設計事務所の人員計画

 建築設計事務所というのは、サービス業であり物を仕入れたり販売したりしないし、他の経費が非常に少ないという特徴があります。だから一人でやっている場合、多くの売上を上げにくい(一人でできる仕事量の問題)反面、経費があまりかからないので、売上が上がらなくても損失が他の仕事に比べて少ないという特徴を持っています。ちなみに物販もやっているは、と多角経営化を進めている某事務所には当てはまりませんが(・・・)。
 そのため、設計事務所では忙しい時は人不足が、忙しくないときは人余りが・・・と問題になります。これは永遠の課題でしょう。他の経費が少ないということは人件費率が高いということであるので、人数がそのまま経営の負担になるのです(なんかコンサルタントみたいな発言で嫌いです)。

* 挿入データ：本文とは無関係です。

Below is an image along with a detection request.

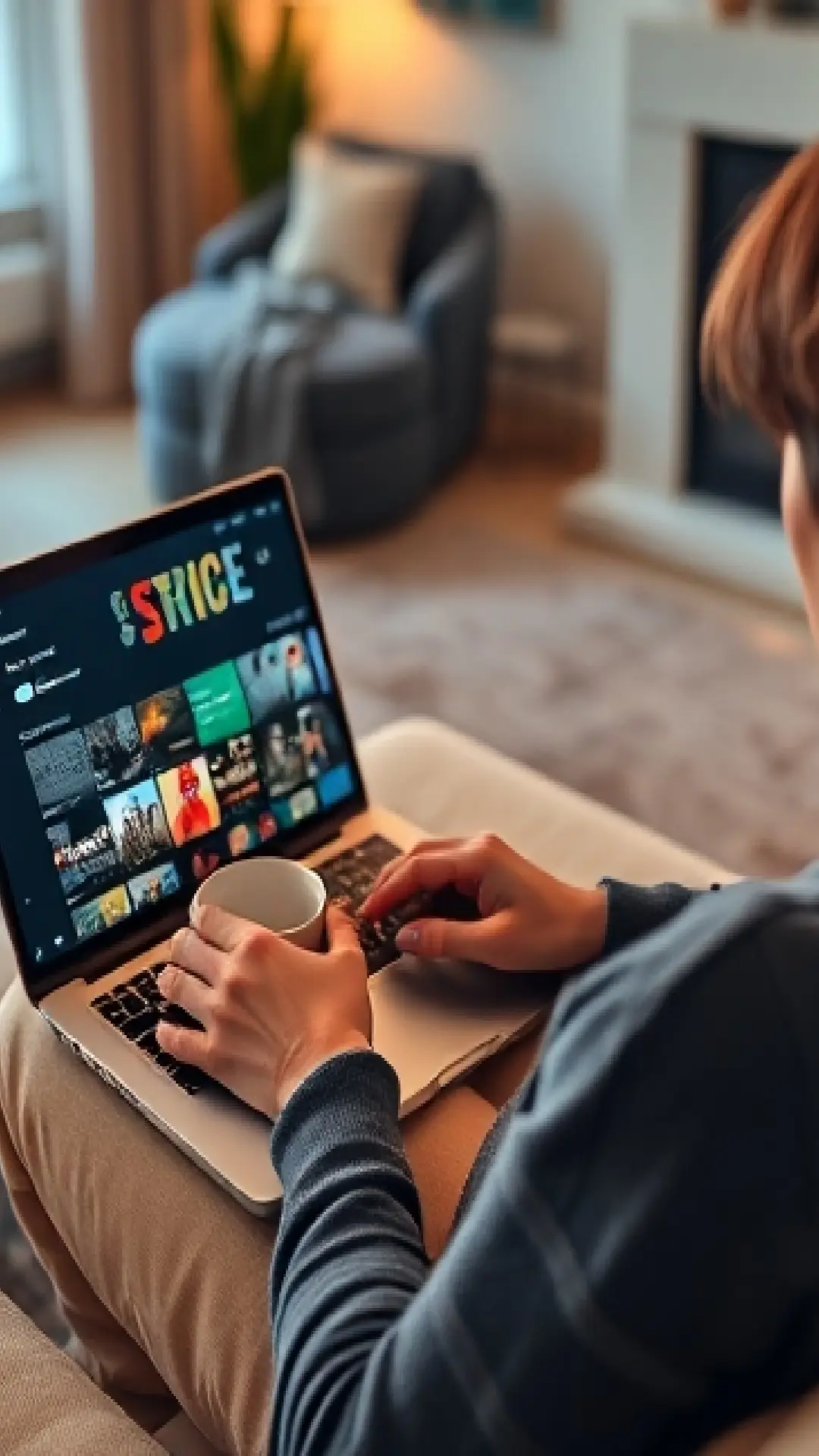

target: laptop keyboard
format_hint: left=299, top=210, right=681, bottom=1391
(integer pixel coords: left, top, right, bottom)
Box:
left=92, top=961, right=213, bottom=1097
left=92, top=834, right=478, bottom=1097
left=92, top=834, right=400, bottom=1097
left=316, top=834, right=406, bottom=975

 私はコンサルを目指していた頃(かなり昔)、各設計事務所で共同で人材派遣会社を設立し、それぞれの忙しさに応じて共同でその人材を相互に使うシステムの研究をしていました(最近、そのレポートの一部が発見されました)。それなりの規模になれば、小さい設計事務所が集まればなんとかなるという収支計画も立ちました。問題は全体が忙しく場面と全体が暇になる場面です。あと費用が明確に出てしまうので、どんぶり勘定的な設計事務所になじむのかが問題になりました。その他いろいろな課題はありましたが、今の時代にもなかなか面白いシステムだと思います。

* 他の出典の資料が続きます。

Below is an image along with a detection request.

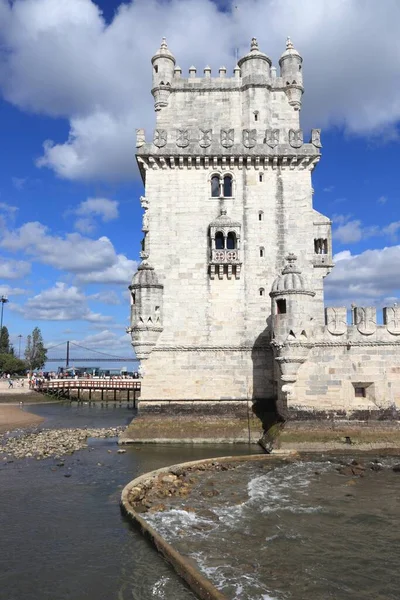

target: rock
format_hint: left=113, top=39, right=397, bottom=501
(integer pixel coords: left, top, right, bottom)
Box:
left=370, top=462, right=383, bottom=471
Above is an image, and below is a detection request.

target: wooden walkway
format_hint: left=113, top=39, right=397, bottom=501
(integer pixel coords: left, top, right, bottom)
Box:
left=33, top=378, right=141, bottom=405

 通常の人材派遣会社(登録型)だと派遣されないときは、何もしていませんが、この場合、その人材派遣会社の社員の立場を維持します。定常型派遣とでもいいましょうか。システム系に多い方法です。常にトレーニングしたり・・・(そのあとは研究の成果なので言えませんが)でほかの業務をやったりと。で、必要な場面が登場したらその腕を振るいにいきます。助っ人ですな。もちろん業務によっては登録型派遣も混在してもかまわないかもしれません。
 もしかしたら、もうあるシステムなのかもしれません。ちょっと人材派遣から遠ざかっているもので・・・。政府やお役所がいろいろ雇用に対して手を打ってくれるそうですが、民間も一工夫必要です。人材派遣もまだまだ工夫ができると考えています。